Los hijos del fuego
- Steff Acosta Pitta
- 5 ago 2021
- 3 Min. de lectura

Los hijos del fuego se han marchado. Los fieles buscaron otros sitios para vivir. Ya nadie viene a rezarnos. Las deidades hemos sido olvidadas. Las voces llenas de aprehensión llegaron a nosotros con el viento.
¡Hemos sido olvidados! ¡El hombre ha dicho adiós! Sus lágrimas y plegarias se congelan, ya no hay ofrendas en nuestros templos, el incienso se ha ido flotando en el aire para nunca volver.
Después de haber sido adorados por cientos de años el hombre había perdido la fe en nosotros porque las cosechas eran malas y el hambre crecía. El rumor de grandes riquezas en las ciudades se propagó como el musgo sobre nuestros cuerpos helados y pasamos duros inviernos hundidos en la más cruel de las soledades.
Era normal que se cansaran de nosotros. Las deidades no podemos conceder todos sus deseos. Lo que la Humanidad no ha descubierto es que el motor de todas las cosas ha sido, desde el principio, su Voluntad. Las buenas cosechas no eran solamente un obsequio de la lluvia, sino el resultado de arar la tierra con entusiasmo, de depositar delicadamente las semillas y recoger los frutos con gentileza, con amor, con agradecimiento. Pero el hombre quiere hacer las cosas rápido, vive en una carrera contra el tiempo donde no hay premios reales. Los herbicidas terminaron con los insectos. El mismo suelo se vio contaminado en sus adentros y los frutos nacieron enfermos, pequeños y descoloridos.
¿Por qué luchas contra el tiempo, humano? ¿Quién te has creído para soltarnos que “El tiempo es dinero y el dinero es el bienestar”? Ojalá que abrieras los ojos y te rociaras los herbicidas, que aspiraras directamente el humo de tus fábricas y bebieras del río donde derramas las sustancias que matan a nuestros hermanos los peces.
Sin darme cuenta, ya comienzas a fastidiarme. He comenzado lamentándome por tu ausencia pero ahora te odio. Ha sido bueno que te hayas marchado. Quién necesita de tus oraciones cuando has terminado con todo. El único milagro que esperamos es tu extinción y ni con ella pagarás el precio de las vidas que has arrancado.
Aunque mi pecho se hinche de coraje no soy más que una piedra. Una piedra esculpida por ti, cuando tu corazón era diferente y tus manos hábiles y afectuosas. Ahora has cedido ante las máquinas, tu ideal de perfección: la automatización. Ojalá comprendieras, humano, que lo único realmente perfecto es el cielo y la tierra, y que estás muy lejos de perfeccionarte en un mundo donde aplastas a todos e incluso declaras la guerra a los de tu misma especie.
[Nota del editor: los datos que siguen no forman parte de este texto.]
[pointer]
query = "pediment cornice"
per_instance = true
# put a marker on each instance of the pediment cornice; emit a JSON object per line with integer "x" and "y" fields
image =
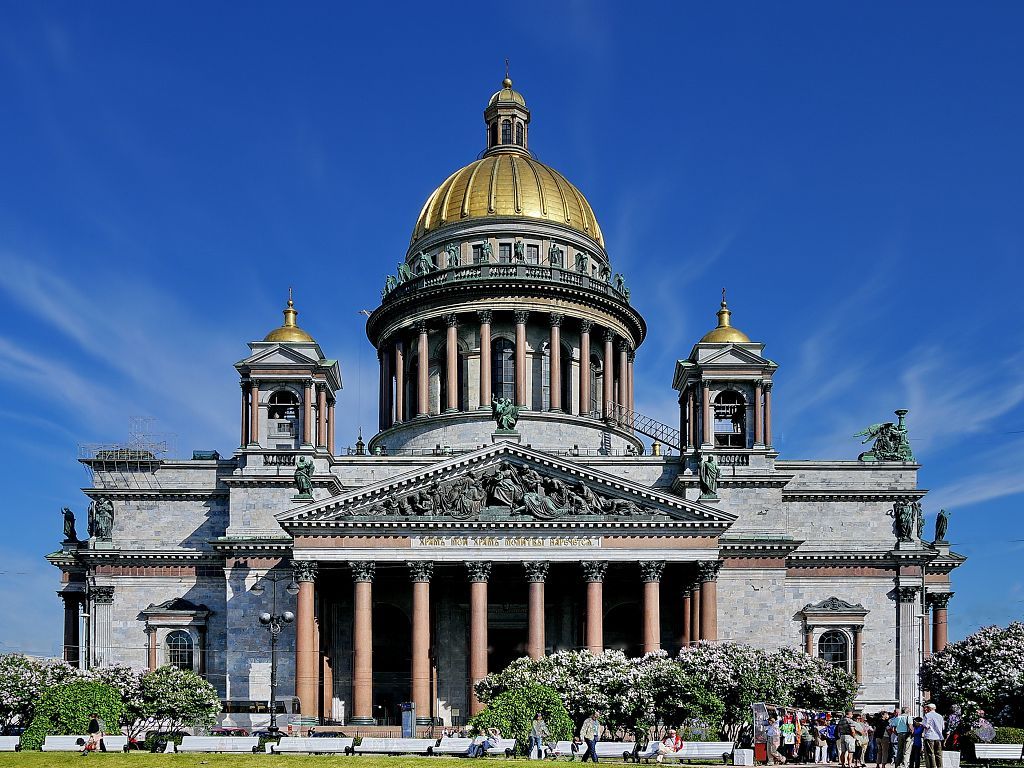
{"x": 506, "y": 484}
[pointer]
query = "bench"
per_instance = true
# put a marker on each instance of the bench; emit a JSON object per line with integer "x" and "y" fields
{"x": 219, "y": 743}
{"x": 691, "y": 751}
{"x": 70, "y": 743}
{"x": 326, "y": 745}
{"x": 395, "y": 747}
{"x": 998, "y": 752}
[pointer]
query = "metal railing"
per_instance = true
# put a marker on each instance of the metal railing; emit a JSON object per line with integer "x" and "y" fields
{"x": 523, "y": 271}
{"x": 645, "y": 425}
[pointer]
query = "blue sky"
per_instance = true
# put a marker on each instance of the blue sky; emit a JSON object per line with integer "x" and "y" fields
{"x": 852, "y": 172}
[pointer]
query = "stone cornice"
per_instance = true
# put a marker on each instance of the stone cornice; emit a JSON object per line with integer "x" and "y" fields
{"x": 162, "y": 493}
{"x": 851, "y": 495}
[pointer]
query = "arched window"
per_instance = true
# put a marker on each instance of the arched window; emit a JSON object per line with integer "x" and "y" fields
{"x": 179, "y": 649}
{"x": 503, "y": 368}
{"x": 834, "y": 647}
{"x": 730, "y": 420}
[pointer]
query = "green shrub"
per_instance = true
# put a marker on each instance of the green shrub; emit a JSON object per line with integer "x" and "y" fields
{"x": 1006, "y": 735}
{"x": 65, "y": 711}
{"x": 513, "y": 712}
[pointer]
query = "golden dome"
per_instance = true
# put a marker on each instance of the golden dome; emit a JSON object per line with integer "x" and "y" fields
{"x": 725, "y": 333}
{"x": 507, "y": 95}
{"x": 289, "y": 331}
{"x": 508, "y": 183}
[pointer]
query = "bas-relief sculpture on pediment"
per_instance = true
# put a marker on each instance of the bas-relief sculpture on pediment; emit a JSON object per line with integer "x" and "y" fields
{"x": 506, "y": 491}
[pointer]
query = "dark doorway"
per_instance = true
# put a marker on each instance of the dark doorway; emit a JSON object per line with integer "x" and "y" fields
{"x": 623, "y": 628}
{"x": 392, "y": 663}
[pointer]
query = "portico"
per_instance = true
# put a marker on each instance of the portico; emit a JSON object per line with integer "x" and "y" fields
{"x": 499, "y": 583}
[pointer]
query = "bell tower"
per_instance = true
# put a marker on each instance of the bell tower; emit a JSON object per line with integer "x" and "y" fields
{"x": 289, "y": 391}
{"x": 725, "y": 394}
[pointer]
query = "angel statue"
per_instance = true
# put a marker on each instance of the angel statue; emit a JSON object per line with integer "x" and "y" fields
{"x": 891, "y": 442}
{"x": 941, "y": 523}
{"x": 304, "y": 477}
{"x": 505, "y": 413}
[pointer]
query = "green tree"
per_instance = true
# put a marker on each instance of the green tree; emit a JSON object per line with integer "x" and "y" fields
{"x": 513, "y": 712}
{"x": 176, "y": 698}
{"x": 65, "y": 710}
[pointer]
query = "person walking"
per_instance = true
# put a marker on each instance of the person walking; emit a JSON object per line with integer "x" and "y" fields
{"x": 773, "y": 735}
{"x": 934, "y": 726}
{"x": 882, "y": 740}
{"x": 539, "y": 735}
{"x": 590, "y": 732}
{"x": 916, "y": 736}
{"x": 900, "y": 727}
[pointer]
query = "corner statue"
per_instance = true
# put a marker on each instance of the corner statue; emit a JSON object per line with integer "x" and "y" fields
{"x": 709, "y": 477}
{"x": 70, "y": 535}
{"x": 891, "y": 442}
{"x": 304, "y": 477}
{"x": 941, "y": 523}
{"x": 505, "y": 413}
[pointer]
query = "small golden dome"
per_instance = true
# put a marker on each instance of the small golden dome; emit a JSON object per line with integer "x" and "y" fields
{"x": 507, "y": 95}
{"x": 725, "y": 333}
{"x": 289, "y": 331}
{"x": 508, "y": 184}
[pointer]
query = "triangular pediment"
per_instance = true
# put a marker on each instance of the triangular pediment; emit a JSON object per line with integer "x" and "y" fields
{"x": 504, "y": 483}
{"x": 731, "y": 354}
{"x": 278, "y": 354}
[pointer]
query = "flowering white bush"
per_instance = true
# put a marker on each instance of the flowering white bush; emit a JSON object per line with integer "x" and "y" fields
{"x": 984, "y": 671}
{"x": 708, "y": 688}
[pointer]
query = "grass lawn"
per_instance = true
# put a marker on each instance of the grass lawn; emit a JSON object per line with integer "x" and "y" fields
{"x": 145, "y": 759}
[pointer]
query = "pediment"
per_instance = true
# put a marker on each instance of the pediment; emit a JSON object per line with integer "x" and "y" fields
{"x": 732, "y": 354}
{"x": 278, "y": 354}
{"x": 506, "y": 483}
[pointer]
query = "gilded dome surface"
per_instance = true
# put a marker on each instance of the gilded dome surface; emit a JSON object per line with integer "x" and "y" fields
{"x": 508, "y": 183}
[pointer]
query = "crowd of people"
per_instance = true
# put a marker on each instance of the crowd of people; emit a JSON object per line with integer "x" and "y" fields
{"x": 854, "y": 739}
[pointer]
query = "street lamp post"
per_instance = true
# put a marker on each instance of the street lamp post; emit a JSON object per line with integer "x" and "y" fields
{"x": 274, "y": 623}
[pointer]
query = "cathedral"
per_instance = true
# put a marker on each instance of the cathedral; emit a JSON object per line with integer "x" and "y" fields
{"x": 512, "y": 501}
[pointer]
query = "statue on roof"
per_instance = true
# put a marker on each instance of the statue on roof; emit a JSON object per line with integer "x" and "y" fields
{"x": 941, "y": 523}
{"x": 304, "y": 477}
{"x": 891, "y": 441}
{"x": 709, "y": 475}
{"x": 69, "y": 517}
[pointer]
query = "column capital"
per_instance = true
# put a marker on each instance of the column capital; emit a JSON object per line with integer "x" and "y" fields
{"x": 478, "y": 570}
{"x": 304, "y": 570}
{"x": 537, "y": 570}
{"x": 708, "y": 570}
{"x": 650, "y": 570}
{"x": 594, "y": 570}
{"x": 907, "y": 594}
{"x": 420, "y": 570}
{"x": 363, "y": 570}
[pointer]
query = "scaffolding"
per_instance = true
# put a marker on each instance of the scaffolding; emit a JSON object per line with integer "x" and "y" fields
{"x": 133, "y": 463}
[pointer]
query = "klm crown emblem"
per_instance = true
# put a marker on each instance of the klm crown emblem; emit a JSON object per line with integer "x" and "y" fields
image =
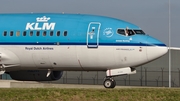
{"x": 43, "y": 19}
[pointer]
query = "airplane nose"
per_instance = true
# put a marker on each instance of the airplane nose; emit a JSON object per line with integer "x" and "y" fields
{"x": 155, "y": 48}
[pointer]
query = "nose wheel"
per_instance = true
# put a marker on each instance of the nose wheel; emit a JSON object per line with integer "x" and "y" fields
{"x": 109, "y": 82}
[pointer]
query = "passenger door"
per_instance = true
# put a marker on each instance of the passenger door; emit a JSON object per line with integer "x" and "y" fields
{"x": 93, "y": 34}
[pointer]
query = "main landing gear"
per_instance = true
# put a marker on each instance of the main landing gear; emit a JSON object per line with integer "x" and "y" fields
{"x": 109, "y": 82}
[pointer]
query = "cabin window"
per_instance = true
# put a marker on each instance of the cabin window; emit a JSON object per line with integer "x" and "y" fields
{"x": 37, "y": 33}
{"x": 18, "y": 33}
{"x": 5, "y": 33}
{"x": 126, "y": 32}
{"x": 121, "y": 31}
{"x": 130, "y": 32}
{"x": 139, "y": 32}
{"x": 65, "y": 33}
{"x": 44, "y": 33}
{"x": 31, "y": 33}
{"x": 58, "y": 33}
{"x": 24, "y": 33}
{"x": 51, "y": 33}
{"x": 11, "y": 33}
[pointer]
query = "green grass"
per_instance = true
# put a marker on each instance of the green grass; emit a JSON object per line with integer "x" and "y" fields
{"x": 57, "y": 94}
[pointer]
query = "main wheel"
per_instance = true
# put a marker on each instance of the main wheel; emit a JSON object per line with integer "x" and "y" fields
{"x": 113, "y": 84}
{"x": 109, "y": 83}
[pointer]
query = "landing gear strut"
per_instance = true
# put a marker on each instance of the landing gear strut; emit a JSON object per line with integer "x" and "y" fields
{"x": 109, "y": 82}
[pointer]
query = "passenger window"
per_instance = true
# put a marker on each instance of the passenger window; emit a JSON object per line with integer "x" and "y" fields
{"x": 18, "y": 33}
{"x": 31, "y": 33}
{"x": 139, "y": 32}
{"x": 130, "y": 32}
{"x": 37, "y": 33}
{"x": 5, "y": 33}
{"x": 121, "y": 31}
{"x": 24, "y": 33}
{"x": 44, "y": 33}
{"x": 11, "y": 33}
{"x": 65, "y": 33}
{"x": 51, "y": 33}
{"x": 58, "y": 33}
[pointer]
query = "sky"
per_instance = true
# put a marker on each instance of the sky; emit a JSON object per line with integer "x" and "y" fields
{"x": 150, "y": 15}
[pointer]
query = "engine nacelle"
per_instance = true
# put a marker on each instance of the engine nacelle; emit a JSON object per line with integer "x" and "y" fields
{"x": 35, "y": 75}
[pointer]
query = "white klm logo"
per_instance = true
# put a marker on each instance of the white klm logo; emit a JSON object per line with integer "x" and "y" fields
{"x": 44, "y": 26}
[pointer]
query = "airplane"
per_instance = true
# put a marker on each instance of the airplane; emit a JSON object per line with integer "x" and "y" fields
{"x": 40, "y": 46}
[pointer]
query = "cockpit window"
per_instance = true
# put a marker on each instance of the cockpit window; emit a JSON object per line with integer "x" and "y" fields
{"x": 121, "y": 31}
{"x": 129, "y": 32}
{"x": 139, "y": 32}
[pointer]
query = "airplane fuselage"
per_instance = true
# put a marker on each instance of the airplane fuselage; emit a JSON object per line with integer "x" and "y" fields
{"x": 73, "y": 42}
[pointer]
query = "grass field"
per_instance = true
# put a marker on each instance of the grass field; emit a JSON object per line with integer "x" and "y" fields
{"x": 57, "y": 94}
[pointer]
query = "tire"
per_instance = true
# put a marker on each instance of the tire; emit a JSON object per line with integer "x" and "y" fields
{"x": 108, "y": 83}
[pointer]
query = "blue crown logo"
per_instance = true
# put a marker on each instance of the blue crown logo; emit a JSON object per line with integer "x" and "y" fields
{"x": 43, "y": 19}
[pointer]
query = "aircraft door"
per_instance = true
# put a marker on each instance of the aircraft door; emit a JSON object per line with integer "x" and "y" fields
{"x": 93, "y": 34}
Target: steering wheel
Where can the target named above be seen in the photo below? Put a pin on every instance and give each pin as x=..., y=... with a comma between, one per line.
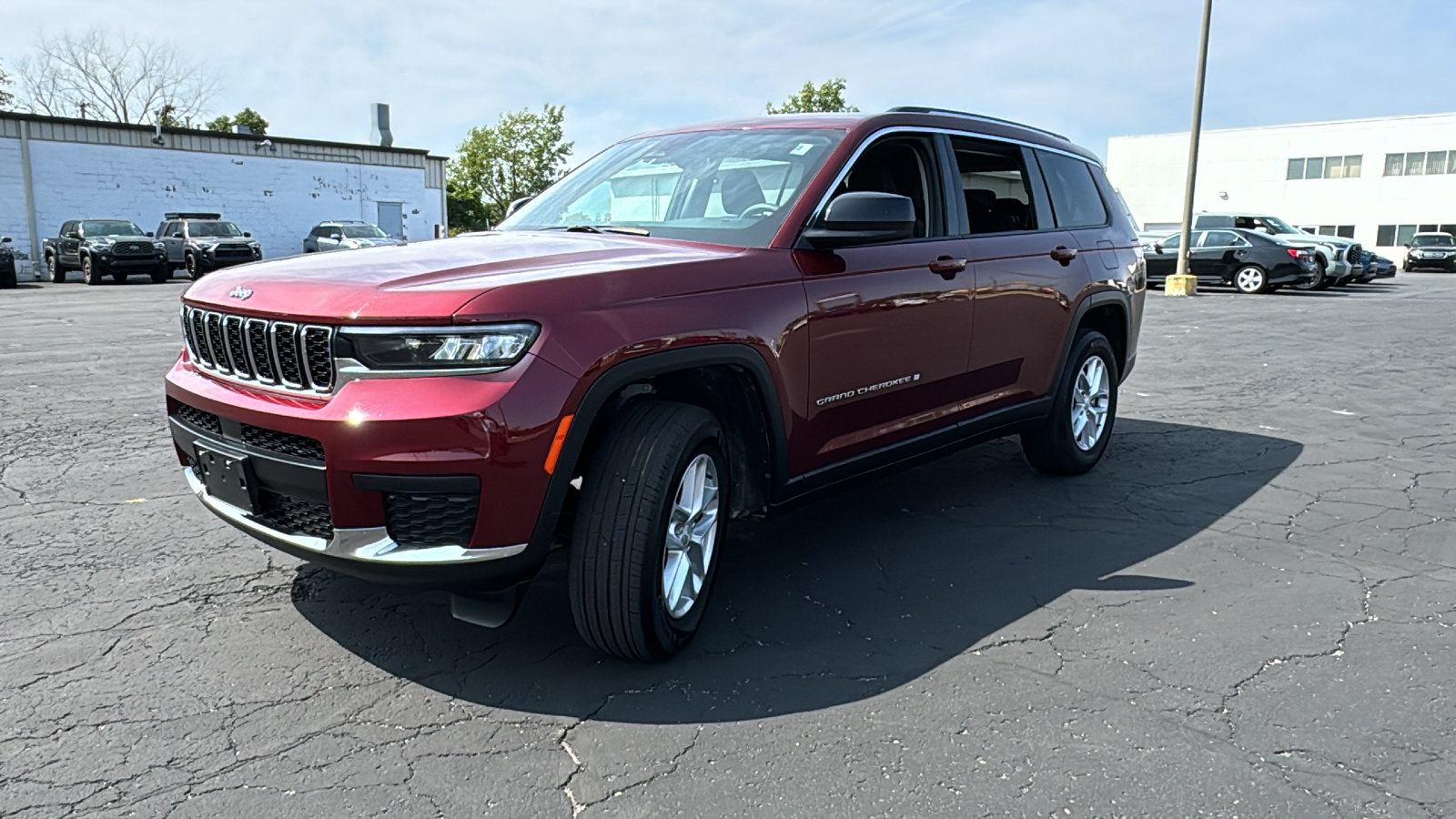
x=762, y=208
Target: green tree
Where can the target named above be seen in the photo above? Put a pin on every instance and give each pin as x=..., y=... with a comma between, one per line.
x=245, y=116
x=6, y=98
x=465, y=208
x=519, y=157
x=829, y=96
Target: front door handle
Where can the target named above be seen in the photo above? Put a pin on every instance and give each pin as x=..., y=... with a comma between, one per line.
x=948, y=267
x=1063, y=254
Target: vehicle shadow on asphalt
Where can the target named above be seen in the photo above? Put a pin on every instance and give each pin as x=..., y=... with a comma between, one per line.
x=841, y=599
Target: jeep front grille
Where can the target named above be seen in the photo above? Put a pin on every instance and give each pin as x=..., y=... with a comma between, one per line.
x=273, y=353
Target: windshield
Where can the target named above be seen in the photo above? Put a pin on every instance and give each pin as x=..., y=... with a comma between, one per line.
x=363, y=232
x=213, y=229
x=724, y=187
x=109, y=228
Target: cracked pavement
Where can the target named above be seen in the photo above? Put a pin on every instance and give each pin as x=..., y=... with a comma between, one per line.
x=1245, y=611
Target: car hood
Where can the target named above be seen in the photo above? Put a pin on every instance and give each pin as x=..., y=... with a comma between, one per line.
x=429, y=281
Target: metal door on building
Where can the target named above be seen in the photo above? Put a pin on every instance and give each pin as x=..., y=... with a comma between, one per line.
x=392, y=219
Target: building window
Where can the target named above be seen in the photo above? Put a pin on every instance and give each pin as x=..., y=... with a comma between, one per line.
x=1325, y=167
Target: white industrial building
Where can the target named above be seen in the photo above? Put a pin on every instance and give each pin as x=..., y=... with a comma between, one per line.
x=55, y=169
x=1378, y=181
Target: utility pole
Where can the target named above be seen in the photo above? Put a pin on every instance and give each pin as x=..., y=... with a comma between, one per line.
x=1181, y=283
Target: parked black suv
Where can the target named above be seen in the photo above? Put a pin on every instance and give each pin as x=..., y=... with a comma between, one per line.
x=203, y=242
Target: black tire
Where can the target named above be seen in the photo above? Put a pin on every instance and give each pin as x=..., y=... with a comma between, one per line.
x=1259, y=283
x=89, y=271
x=618, y=544
x=1052, y=446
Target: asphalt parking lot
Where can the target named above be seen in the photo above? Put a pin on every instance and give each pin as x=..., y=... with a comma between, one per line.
x=1245, y=611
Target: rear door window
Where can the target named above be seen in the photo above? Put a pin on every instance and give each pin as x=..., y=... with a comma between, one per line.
x=995, y=186
x=1075, y=198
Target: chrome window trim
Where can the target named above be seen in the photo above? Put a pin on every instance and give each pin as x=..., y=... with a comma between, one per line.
x=871, y=138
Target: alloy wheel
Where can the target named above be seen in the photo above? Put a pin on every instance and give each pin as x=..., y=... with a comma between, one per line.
x=692, y=535
x=1249, y=280
x=1089, y=404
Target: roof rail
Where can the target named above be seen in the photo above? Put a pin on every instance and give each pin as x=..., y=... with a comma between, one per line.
x=980, y=116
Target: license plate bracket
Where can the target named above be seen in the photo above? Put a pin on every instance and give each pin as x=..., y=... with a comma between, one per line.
x=228, y=477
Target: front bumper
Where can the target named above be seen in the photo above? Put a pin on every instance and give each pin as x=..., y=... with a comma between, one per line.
x=380, y=445
x=128, y=264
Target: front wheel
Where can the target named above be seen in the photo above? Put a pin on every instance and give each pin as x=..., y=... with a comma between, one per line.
x=648, y=531
x=1084, y=407
x=1251, y=280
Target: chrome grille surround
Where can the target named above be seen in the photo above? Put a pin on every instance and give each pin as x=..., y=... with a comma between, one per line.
x=276, y=354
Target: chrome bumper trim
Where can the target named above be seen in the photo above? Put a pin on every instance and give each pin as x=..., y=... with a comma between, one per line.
x=368, y=545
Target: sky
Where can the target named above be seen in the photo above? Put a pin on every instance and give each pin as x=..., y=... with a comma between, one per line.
x=1088, y=69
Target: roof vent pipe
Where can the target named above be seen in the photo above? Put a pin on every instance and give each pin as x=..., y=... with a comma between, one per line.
x=379, y=131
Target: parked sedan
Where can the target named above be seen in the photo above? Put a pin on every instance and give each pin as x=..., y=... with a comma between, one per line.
x=1431, y=249
x=346, y=235
x=1247, y=259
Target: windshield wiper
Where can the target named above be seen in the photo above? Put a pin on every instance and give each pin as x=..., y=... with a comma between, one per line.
x=603, y=229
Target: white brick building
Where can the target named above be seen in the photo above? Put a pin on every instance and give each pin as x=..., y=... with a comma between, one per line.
x=1378, y=181
x=55, y=169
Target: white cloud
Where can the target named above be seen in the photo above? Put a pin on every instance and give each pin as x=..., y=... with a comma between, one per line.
x=1089, y=69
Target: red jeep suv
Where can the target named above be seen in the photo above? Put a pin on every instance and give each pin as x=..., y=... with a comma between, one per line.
x=693, y=327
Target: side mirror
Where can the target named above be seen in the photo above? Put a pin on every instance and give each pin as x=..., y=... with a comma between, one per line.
x=863, y=217
x=516, y=205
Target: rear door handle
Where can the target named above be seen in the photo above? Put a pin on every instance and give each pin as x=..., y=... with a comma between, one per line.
x=948, y=267
x=1063, y=256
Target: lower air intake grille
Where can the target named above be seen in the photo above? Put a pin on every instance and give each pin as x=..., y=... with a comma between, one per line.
x=419, y=521
x=286, y=443
x=200, y=419
x=295, y=516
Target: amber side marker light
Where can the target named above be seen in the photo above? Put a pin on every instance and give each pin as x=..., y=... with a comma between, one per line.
x=557, y=442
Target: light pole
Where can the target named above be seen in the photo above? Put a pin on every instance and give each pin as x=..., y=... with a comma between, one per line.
x=1181, y=283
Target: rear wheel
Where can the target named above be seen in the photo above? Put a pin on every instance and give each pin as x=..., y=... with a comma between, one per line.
x=1075, y=435
x=1251, y=278
x=648, y=532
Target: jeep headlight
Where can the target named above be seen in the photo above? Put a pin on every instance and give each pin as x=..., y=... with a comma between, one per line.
x=437, y=349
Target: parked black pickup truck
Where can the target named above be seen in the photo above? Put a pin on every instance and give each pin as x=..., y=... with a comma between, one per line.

Y sin embargo, no puedo terminar de odiarte, hijo del fuego.
Eres una llama imparable que crepita sin cesar y me brinda calidez cuando, de casualidad, tropiezas conmigo, limpias mi musgo, incluso me tomas una foto, o simplemente me sonríes con nostalgia, como si te acordaras de todos los deseos que me pediste, de las metas que tuviste, cuando susurraste a mis oídos tus sentimientos más profundos y me hablaste de ser libre, de construir un mundo mejor para todos.
Eres extraño, humano.
Hay una especie de cáncer en ti muy difícil de eliminar: el retroceso. No obstante; así como las malas noticias, las caídas, las zambullidas en los abismos de la tristeza y la soledad quiebran tu espíritu, existe dentro de ti una luz vacilante, titilante pero indiscutible: la esperanza.
Aún si nosotros, figuras de piedra, jamás seremos humanos, aún si no podemos poner un pie delante de otro y echar a andar, aquí; hundidos en la tierra y con el musgo cubriendo nuestro rostros tenemos esperanza. Algún día los creyentes volverán. No importa si sólo vienen a pedirnos un favor, sin recibir ofrenda a cambio escucharemos con nuestros oídos divinos, atenderemos sus lamentos, sus preocupaciones, acogeremos sus manos en oración y abrazaremos sus espíritus.
Me mostrarás tu llama, hijo del fuego, me ofrecerás un poco de tu luz otra vez y recuperarás esa fe que creías perdida. Sin duda alguna te darás cuenta de que nosotros éramos, desde el principio, el recipiente de tu propia esperanza. Que fuimos creados por ti para elevar tu alma.
Algún día volverás, hijo del fuego, estoy seguro. Luego arderemos en el final del mundo, pero no para mal, no como un castigo. Arderemos y volveremos al origen, a tu origen. Después de todo yo no moriré hasta que el último hombre deje de creer, no en mí, sino en él.
¡Corre, corre, hijo del fuego!, y no te apagues nunca! Yo te esperaré.